3. Pengaturan posisi persalinan pada persalinan kala II
Pada saat proses persalinan akan berlangsung, ibu biasanya di anjurkan untuk mulai
mengatur posisi telentang/litotomi. Tetapi berdasarkan penelitian yang telah
dilakukan ternyata posisi telentang ini tidak boleh dilakukan lagi secara rutin pada
proses persalinan, hal ini dikarenankan:
a. Bahwa posisi telentang pada proses persalinan dapat mengakibatkan
berkurangnya aliran darah ibu ke janin.
b.
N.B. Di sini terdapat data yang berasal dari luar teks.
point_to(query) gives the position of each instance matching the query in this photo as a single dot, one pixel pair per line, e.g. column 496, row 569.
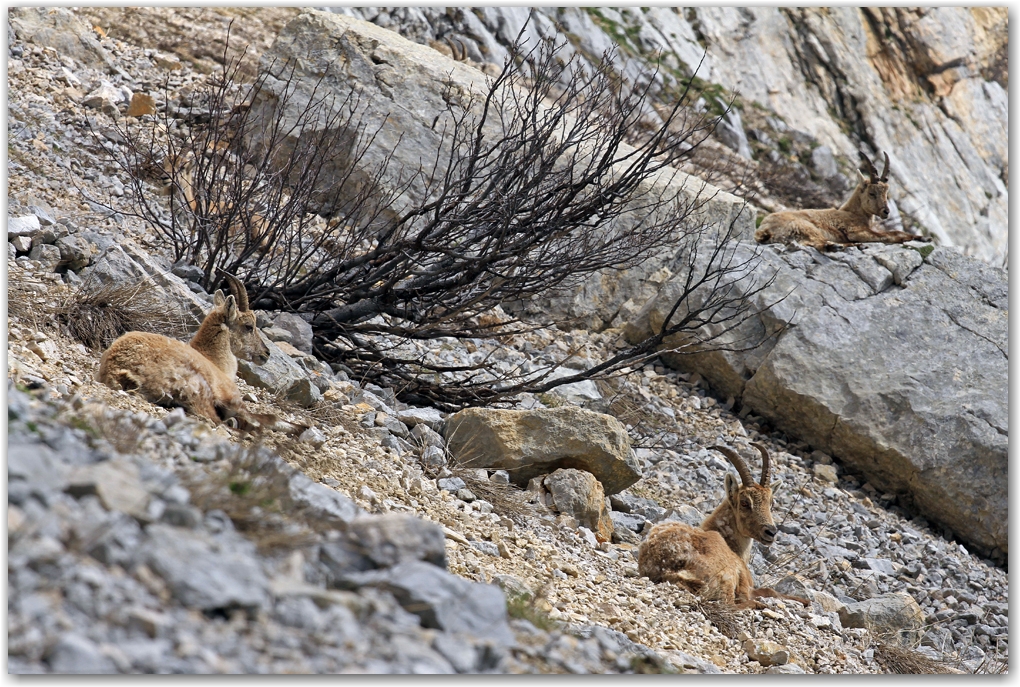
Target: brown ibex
column 847, row 225
column 712, row 561
column 200, row 375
Posisi telentang dapat berbahaya bagi ibu dan janin , selain itu posisi telentang
juga mengalami konntraksi lebih nyeri, lebih lama, trauma perineum yang lebih
besar.
c. Posisi telentang/litotomi juga dapat menyebabkan kesulitan penurunan bagian
bawah janin.
d. Posisi telentang bisa menyebabkan hipotensi karena bobot uterus dan isinya
akan menekan aorta, vena kafa inferior serta pembluh-pembuluh lain dalam
vena tersebut. Hipotensi ini bisa menyebabkan ibu pingsan dan seterusnya bisa
mengarah ke anoreksia janin.
e. Posisi litotomi bisa menyebabkan kerusakan pada syaraf di kaki dan di
punggung dan aka nada rasa sakit yang lebih banyak di daerah punggung pada
masa post partum (nifas).Adapun posisi yang dianjurkan pada proses persalinan
antara lain posisi setengah duduk, berbaring miring, berlutut dan merangkak.
Hal ini berdasarkan penelitian yang dilakukan oleh Bhardwaj, Kakade alai 1995,
Nikodeinn 1995, dan Gardosi 1989.
Karena posisi ini mempunyai kelebihan sebagai barikut:
1) Posisi tegak dilaporkan mengalami lebih sedikit rasa tak nyaman dan nyeri.
2) Posisi tegak dapat membantu proses persalinan kala II yang lebih seingkat.
3) Posisi tegak membuat ibu lebih mudah mengeran, peluang lahir spontan
lebih besar, dan robekan perineal dan vagina lebih sedikit.
4) Pada posisi jongkok berdasarkan bukti radiologis dapat menyebabkan
terjadinya peregangan bagian bawah simfisis pubis akibat berat badan
sehingga mengakibatkan 28% terjadinya perluasan pintu panggul.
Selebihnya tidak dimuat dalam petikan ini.